Masson was born in Spy, Belgium, and demonstrated an aptitude for drawing and painting when he was young. After his father died in 1921, he and his mother immigrated to Canada, settling in Ottawa, where he apprenticed in a metal engraving studio, a career he would follow until 1945. He began taking art courses at the Ottawa Art Association in the 1920s, and by the early 1930s he was associated with Les Confrères artistes Le Caveau, where he taught, exhibited, and met fellow artists Wilfrid Flood (1904–1946), Tom Wood (1913–1997), and later, Jean-Philippe Dallaire (1916–1965).

 

Masson showed a selection of watercolours, pastels, and drawings in a group show at Le Caveau in 1933, and his early oil paintings were part of the Ontario Society of Artists exhibition in Toronto in 1936. He also continued to exhibit with Le Caveau, and held solo exhibitions in Ottawa and Montreal, developing a reputation for his landscapes and urban life studies—Spring Flood, 1937, and Street in Ottawa, 1938, are typical of his oeuvre at this time. H.S. Southam, then chair of the board of the National Gallery of Canada, was his most important patron, purchasing and donating works to galleries across the country.  Masson’s exhibitions were the subject of effusive reviews in both English- and French-language newspapers in Ottawa throughout the 1940s. In 1944, the National Film Board of Canada produced a documentary about him.

 

Masson was friends with many artists in both Toronto and Montreal, and he was instrumental in introducing the Picture Loan Society concept to Ottawa, which had been initiated in Toronto by the collector and dealer Douglas Duncan in 1936 to promote the work of younger Canadian artists.  Ottawa’s Picture Loan Society began operating as part of Contempo Studio in 1941. That same year, Masson participated in the Conference of Canadian Artists in Kingston, Ontario, from which the Federation of Canadian Artists would emerge. He became president of its short-lived Ottawa chapter in 1945.

 

Postage stamp featuring Skaters in Hull, c.1974 by Henri Masson, issued by Canada Post, Library and Archives Canada, Ottawa.
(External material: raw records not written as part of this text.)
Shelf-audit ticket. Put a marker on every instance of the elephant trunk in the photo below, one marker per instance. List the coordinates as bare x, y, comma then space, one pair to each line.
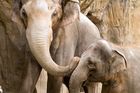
77, 78
39, 38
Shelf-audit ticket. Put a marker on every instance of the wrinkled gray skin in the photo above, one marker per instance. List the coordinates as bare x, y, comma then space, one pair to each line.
116, 67
56, 37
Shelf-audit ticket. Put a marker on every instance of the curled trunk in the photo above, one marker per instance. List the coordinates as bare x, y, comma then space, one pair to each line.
39, 39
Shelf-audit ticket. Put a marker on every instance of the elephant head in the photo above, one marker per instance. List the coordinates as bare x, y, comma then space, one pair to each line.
97, 64
41, 16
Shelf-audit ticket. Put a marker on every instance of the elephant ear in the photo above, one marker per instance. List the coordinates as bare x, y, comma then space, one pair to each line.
118, 62
71, 12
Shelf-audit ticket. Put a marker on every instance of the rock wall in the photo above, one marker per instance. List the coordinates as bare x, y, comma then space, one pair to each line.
118, 20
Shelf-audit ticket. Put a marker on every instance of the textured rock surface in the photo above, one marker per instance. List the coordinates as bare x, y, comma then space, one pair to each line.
118, 20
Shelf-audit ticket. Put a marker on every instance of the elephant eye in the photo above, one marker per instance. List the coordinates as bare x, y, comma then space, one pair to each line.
91, 65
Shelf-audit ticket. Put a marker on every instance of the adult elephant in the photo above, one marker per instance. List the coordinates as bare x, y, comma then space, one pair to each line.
56, 31
116, 67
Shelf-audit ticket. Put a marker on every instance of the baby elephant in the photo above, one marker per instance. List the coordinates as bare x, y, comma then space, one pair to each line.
115, 67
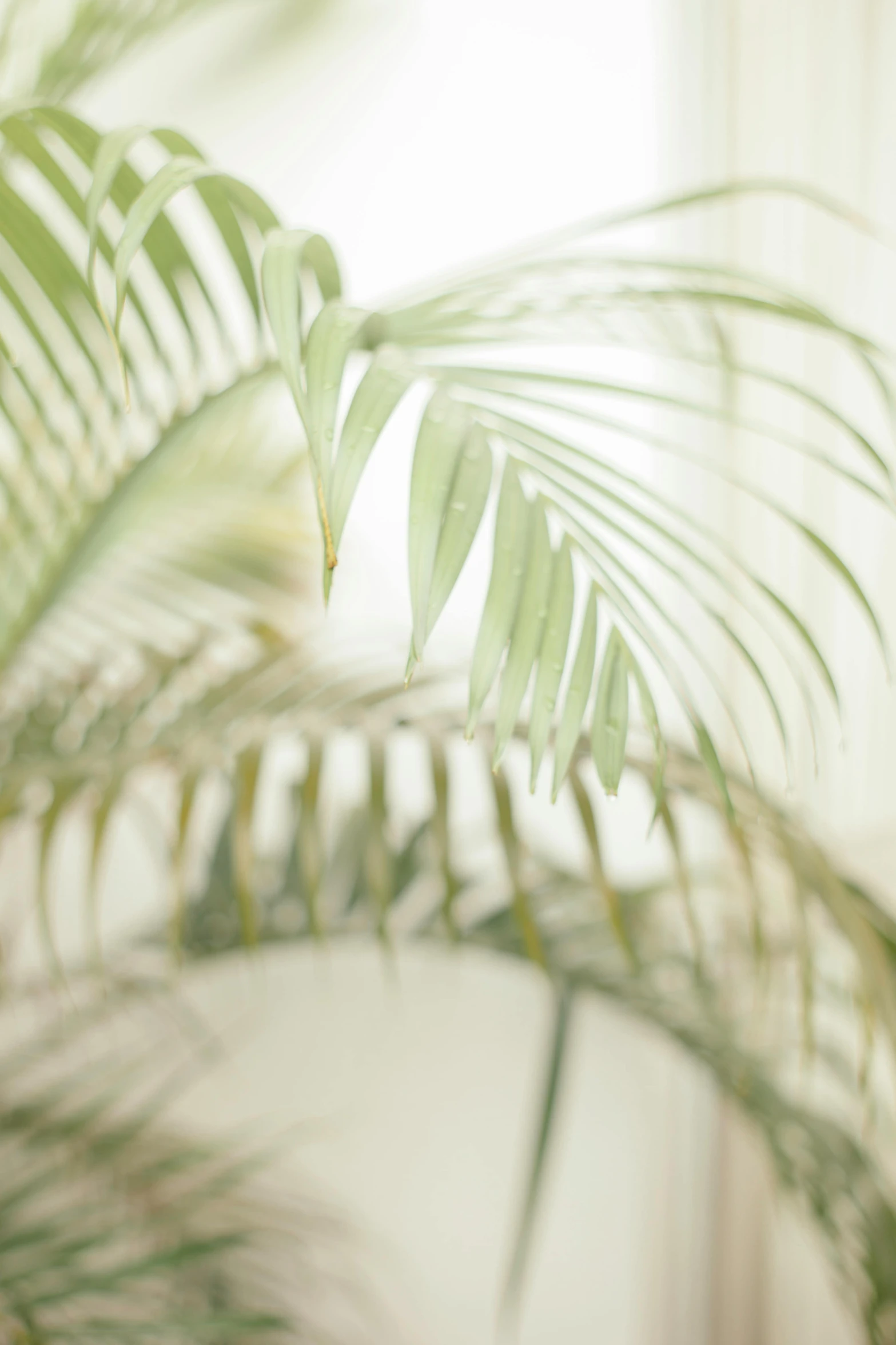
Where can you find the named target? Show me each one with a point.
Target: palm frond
(135, 276)
(51, 49)
(781, 1021)
(113, 1225)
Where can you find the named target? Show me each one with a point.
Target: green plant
(158, 610)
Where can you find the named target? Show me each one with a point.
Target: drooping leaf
(528, 629)
(443, 436)
(578, 695)
(467, 505)
(505, 584)
(551, 656)
(610, 725)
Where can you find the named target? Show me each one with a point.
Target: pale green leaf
(110, 154)
(508, 568)
(551, 657)
(444, 432)
(467, 505)
(528, 629)
(375, 399)
(329, 343)
(578, 695)
(610, 727)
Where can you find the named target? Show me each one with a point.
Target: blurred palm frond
(114, 1225)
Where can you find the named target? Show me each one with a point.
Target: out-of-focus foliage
(183, 382)
(116, 1227)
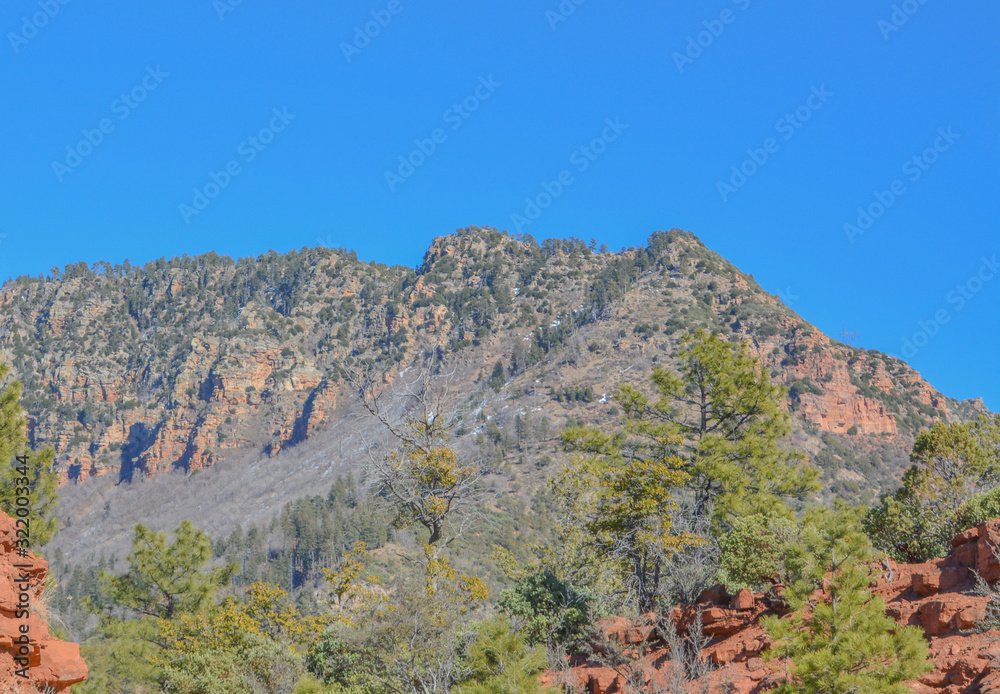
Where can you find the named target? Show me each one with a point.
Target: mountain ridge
(182, 362)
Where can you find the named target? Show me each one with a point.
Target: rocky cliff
(30, 658)
(183, 362)
(939, 596)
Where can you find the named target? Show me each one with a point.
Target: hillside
(181, 364)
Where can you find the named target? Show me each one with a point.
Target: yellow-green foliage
(35, 481)
(843, 641)
(752, 551)
(953, 465)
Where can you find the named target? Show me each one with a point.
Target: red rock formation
(936, 595)
(50, 662)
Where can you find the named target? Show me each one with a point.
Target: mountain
(181, 364)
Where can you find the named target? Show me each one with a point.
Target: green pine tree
(838, 638)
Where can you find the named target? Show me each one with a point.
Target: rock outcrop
(938, 596)
(26, 647)
(183, 363)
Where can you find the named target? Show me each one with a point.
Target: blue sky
(824, 108)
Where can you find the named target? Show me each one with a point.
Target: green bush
(499, 662)
(546, 609)
(752, 552)
(981, 508)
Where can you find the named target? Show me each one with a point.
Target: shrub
(752, 551)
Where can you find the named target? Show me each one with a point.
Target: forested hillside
(181, 362)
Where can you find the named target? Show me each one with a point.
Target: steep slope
(182, 363)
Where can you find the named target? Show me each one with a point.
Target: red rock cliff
(50, 662)
(936, 596)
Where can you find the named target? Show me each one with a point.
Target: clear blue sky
(180, 86)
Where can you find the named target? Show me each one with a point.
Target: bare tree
(422, 478)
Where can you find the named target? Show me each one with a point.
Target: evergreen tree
(952, 465)
(838, 638)
(165, 580)
(729, 420)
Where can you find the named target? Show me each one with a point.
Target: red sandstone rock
(937, 596)
(987, 545)
(51, 662)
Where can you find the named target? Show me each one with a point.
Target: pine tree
(730, 421)
(838, 638)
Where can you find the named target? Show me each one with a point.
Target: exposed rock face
(936, 596)
(50, 662)
(180, 363)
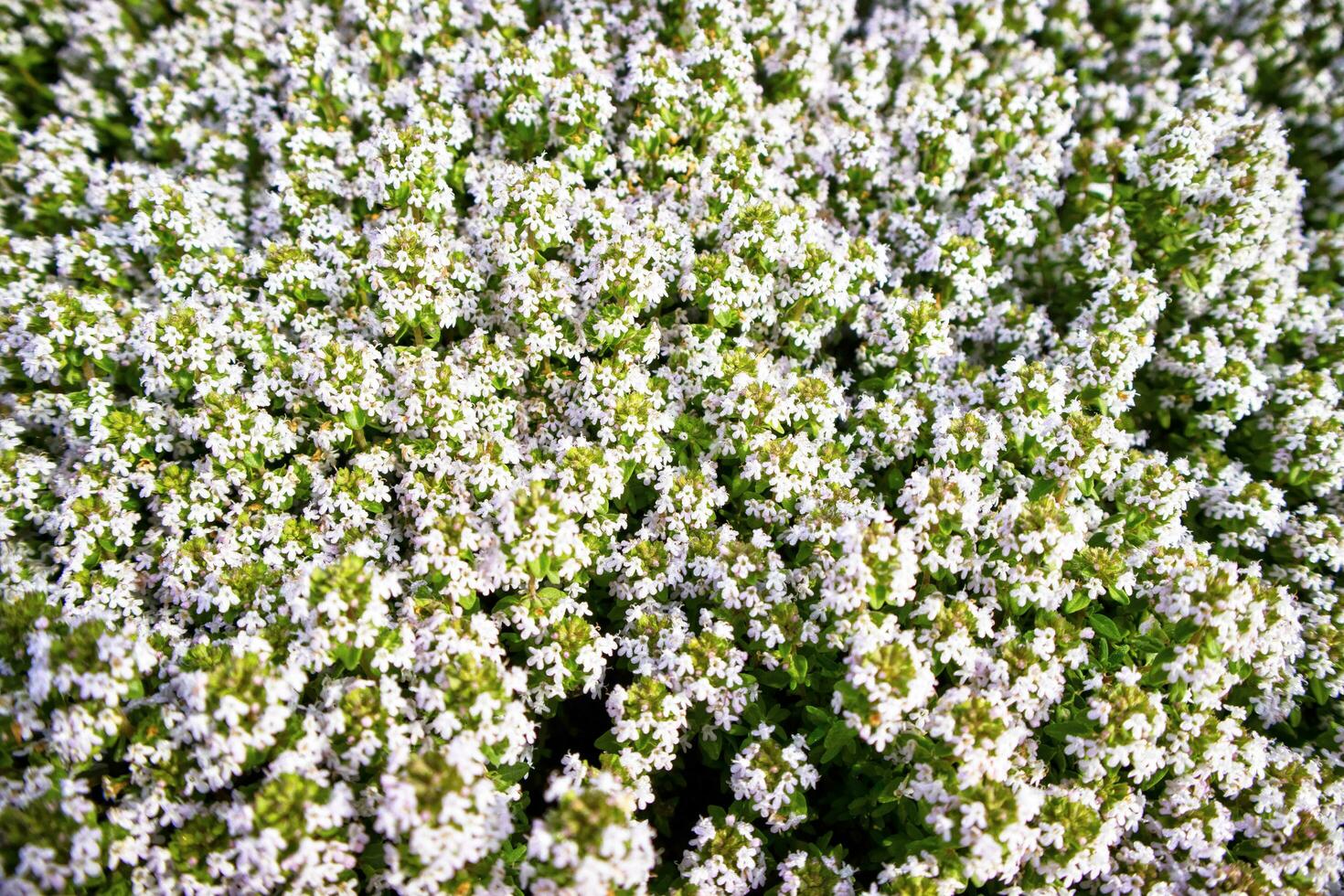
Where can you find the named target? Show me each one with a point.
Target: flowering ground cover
(686, 446)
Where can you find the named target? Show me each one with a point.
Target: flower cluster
(560, 446)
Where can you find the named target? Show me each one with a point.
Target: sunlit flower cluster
(672, 446)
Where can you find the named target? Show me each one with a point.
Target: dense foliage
(697, 446)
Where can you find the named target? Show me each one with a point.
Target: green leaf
(1105, 626)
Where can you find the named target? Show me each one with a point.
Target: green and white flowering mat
(672, 446)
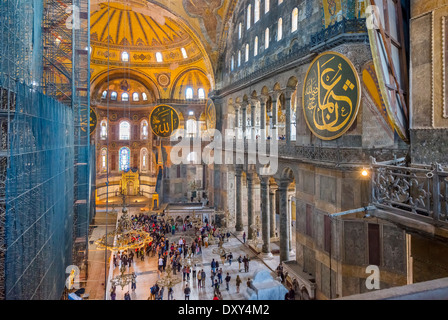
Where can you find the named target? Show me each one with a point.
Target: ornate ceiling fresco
(187, 34)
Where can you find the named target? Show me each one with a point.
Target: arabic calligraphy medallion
(210, 114)
(164, 120)
(331, 95)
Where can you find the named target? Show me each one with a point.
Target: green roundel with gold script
(210, 114)
(164, 120)
(331, 95)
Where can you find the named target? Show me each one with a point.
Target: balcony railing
(421, 191)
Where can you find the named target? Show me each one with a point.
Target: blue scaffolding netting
(46, 175)
(39, 197)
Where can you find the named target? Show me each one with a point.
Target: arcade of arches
(316, 212)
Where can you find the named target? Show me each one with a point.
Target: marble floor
(147, 273)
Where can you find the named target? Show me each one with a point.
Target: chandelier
(168, 280)
(254, 229)
(124, 237)
(190, 260)
(220, 250)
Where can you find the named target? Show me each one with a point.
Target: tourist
(229, 258)
(113, 294)
(249, 282)
(133, 284)
(238, 282)
(203, 276)
(246, 264)
(212, 276)
(220, 275)
(199, 279)
(228, 277)
(239, 263)
(216, 285)
(187, 291)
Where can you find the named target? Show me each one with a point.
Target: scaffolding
(45, 153)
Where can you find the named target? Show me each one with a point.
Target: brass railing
(421, 190)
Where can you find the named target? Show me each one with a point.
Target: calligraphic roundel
(331, 95)
(164, 120)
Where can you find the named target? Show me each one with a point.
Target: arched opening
(125, 130)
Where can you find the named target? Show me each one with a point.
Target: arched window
(184, 53)
(192, 157)
(201, 93)
(189, 93)
(144, 159)
(125, 159)
(256, 46)
(294, 19)
(249, 14)
(266, 38)
(144, 130)
(125, 130)
(103, 131)
(280, 29)
(104, 159)
(191, 127)
(257, 11)
(124, 56)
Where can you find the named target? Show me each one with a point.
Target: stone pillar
(288, 94)
(284, 220)
(239, 199)
(253, 108)
(265, 215)
(263, 116)
(244, 110)
(250, 206)
(274, 110)
(272, 190)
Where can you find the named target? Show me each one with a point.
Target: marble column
(253, 107)
(272, 203)
(250, 206)
(288, 116)
(244, 110)
(284, 221)
(239, 199)
(263, 117)
(265, 215)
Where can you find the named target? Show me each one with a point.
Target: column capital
(288, 93)
(262, 98)
(264, 180)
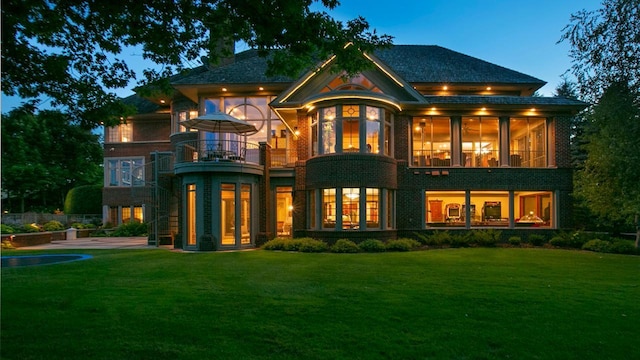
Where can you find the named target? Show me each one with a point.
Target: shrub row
(341, 246)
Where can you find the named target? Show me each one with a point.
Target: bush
(132, 228)
(372, 245)
(459, 240)
(345, 246)
(30, 228)
(275, 244)
(53, 226)
(596, 245)
(515, 240)
(537, 239)
(620, 246)
(86, 199)
(6, 229)
(489, 237)
(311, 245)
(402, 245)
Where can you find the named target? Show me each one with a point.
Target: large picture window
(351, 128)
(431, 141)
(480, 142)
(124, 172)
(527, 146)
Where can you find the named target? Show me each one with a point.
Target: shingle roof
(435, 64)
(414, 63)
(503, 100)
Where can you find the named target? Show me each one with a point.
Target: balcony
(217, 151)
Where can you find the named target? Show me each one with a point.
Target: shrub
(489, 237)
(620, 246)
(29, 228)
(345, 246)
(459, 240)
(132, 228)
(560, 241)
(311, 245)
(596, 245)
(53, 226)
(275, 244)
(86, 199)
(515, 240)
(537, 239)
(6, 229)
(372, 245)
(402, 245)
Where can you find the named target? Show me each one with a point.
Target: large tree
(71, 51)
(44, 155)
(605, 52)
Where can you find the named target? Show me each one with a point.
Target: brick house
(426, 139)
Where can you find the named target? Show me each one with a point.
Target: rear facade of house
(426, 139)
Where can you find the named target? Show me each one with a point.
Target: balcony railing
(217, 151)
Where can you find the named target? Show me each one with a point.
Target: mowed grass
(442, 304)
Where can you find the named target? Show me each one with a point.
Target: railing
(217, 151)
(283, 157)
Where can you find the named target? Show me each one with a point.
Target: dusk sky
(519, 35)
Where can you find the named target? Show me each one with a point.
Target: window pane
(350, 208)
(245, 213)
(533, 209)
(373, 211)
(446, 208)
(191, 214)
(492, 208)
(329, 208)
(227, 213)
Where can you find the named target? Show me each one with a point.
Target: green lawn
(440, 304)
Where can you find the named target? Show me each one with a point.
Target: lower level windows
(351, 208)
(489, 209)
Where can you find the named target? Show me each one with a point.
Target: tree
(609, 179)
(605, 52)
(605, 46)
(45, 155)
(72, 51)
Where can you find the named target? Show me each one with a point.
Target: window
(120, 133)
(528, 143)
(431, 141)
(358, 209)
(182, 116)
(446, 208)
(191, 215)
(533, 209)
(351, 128)
(480, 141)
(124, 172)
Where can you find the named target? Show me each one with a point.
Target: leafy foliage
(45, 155)
(86, 199)
(72, 51)
(345, 246)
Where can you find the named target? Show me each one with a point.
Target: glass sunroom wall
(528, 142)
(533, 209)
(445, 208)
(491, 207)
(431, 141)
(480, 141)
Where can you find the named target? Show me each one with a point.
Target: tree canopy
(72, 51)
(44, 156)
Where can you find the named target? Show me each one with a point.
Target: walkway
(95, 243)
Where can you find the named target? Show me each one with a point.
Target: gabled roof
(435, 64)
(414, 63)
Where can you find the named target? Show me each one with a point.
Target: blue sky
(519, 35)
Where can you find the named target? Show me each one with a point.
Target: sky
(516, 34)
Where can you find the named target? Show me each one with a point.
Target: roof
(414, 63)
(435, 64)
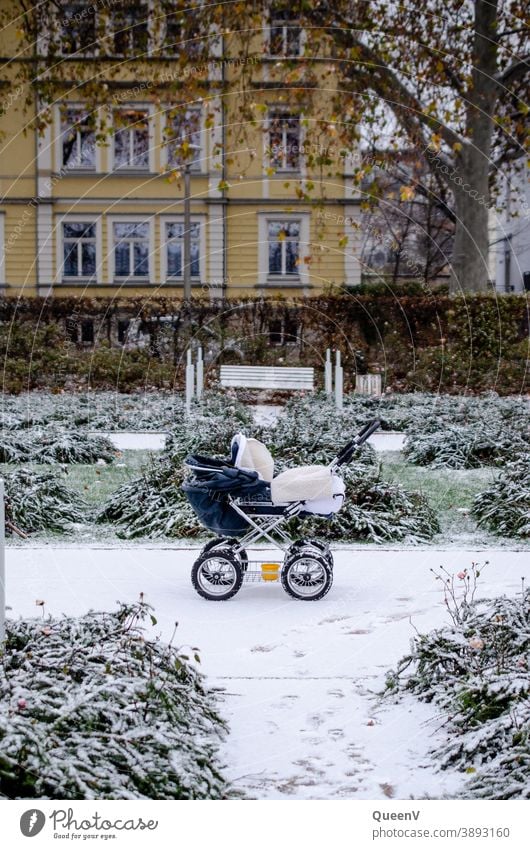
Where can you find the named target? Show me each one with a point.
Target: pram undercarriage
(255, 514)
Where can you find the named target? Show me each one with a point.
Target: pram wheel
(305, 543)
(307, 576)
(217, 574)
(225, 542)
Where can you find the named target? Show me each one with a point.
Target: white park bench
(268, 377)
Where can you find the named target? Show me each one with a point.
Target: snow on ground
(135, 440)
(298, 678)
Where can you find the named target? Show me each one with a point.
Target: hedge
(425, 342)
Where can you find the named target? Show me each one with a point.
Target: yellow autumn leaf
(406, 192)
(436, 141)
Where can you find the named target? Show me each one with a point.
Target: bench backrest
(268, 377)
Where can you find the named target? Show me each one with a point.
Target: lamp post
(186, 252)
(2, 565)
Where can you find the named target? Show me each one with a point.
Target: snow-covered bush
(424, 413)
(52, 445)
(376, 511)
(464, 447)
(504, 507)
(37, 501)
(152, 505)
(95, 411)
(312, 430)
(14, 447)
(92, 708)
(476, 670)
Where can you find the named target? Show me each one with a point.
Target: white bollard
(328, 374)
(339, 381)
(2, 564)
(190, 381)
(200, 374)
(368, 384)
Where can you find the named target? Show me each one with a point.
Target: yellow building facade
(85, 212)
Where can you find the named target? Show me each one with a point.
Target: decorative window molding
(77, 139)
(284, 36)
(283, 148)
(182, 32)
(78, 249)
(130, 249)
(132, 141)
(183, 128)
(172, 250)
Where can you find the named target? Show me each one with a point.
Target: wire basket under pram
(243, 503)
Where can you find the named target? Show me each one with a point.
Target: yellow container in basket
(269, 571)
Critics extolled Masson’s realism and his unique visual vocabulary in contrast to Cubism and Surrealism. The luminosity of his paintings, the intensity of his colour, and his gift for satire were also celebrated.  In the 1950s, Masson began to travel widely, visiting Belgium, Italy, France, the Soviet Union, and Southeast Asia. He also began to teach, working at institutions such as Queen’s University summer school in Kingston and the Banff School of Fine Arts (now the Banff Centre for Arts and Creativity) in Alberta.

 

Masson became a beloved and admired figure to many younger Ottawa and Gatineau artists. He was prolific, and his work remains highly popular. In 1972, one of Masson’s paintings was reproduced by the United Nations Children’s Fund as part of their fundraising efforts. Two years later, his painting Skaters in Hull, c.1974, appeared on a Canadian eight-cent postage stamp. He died in Ottawa in 1996, and in 2001 the city honoured Masson and photographer Yousuf Karsh (1908–2002) for their contributions to Canadian art by naming its 457-square-metre gallery space at City Hall the Karsh-Masson Gallery.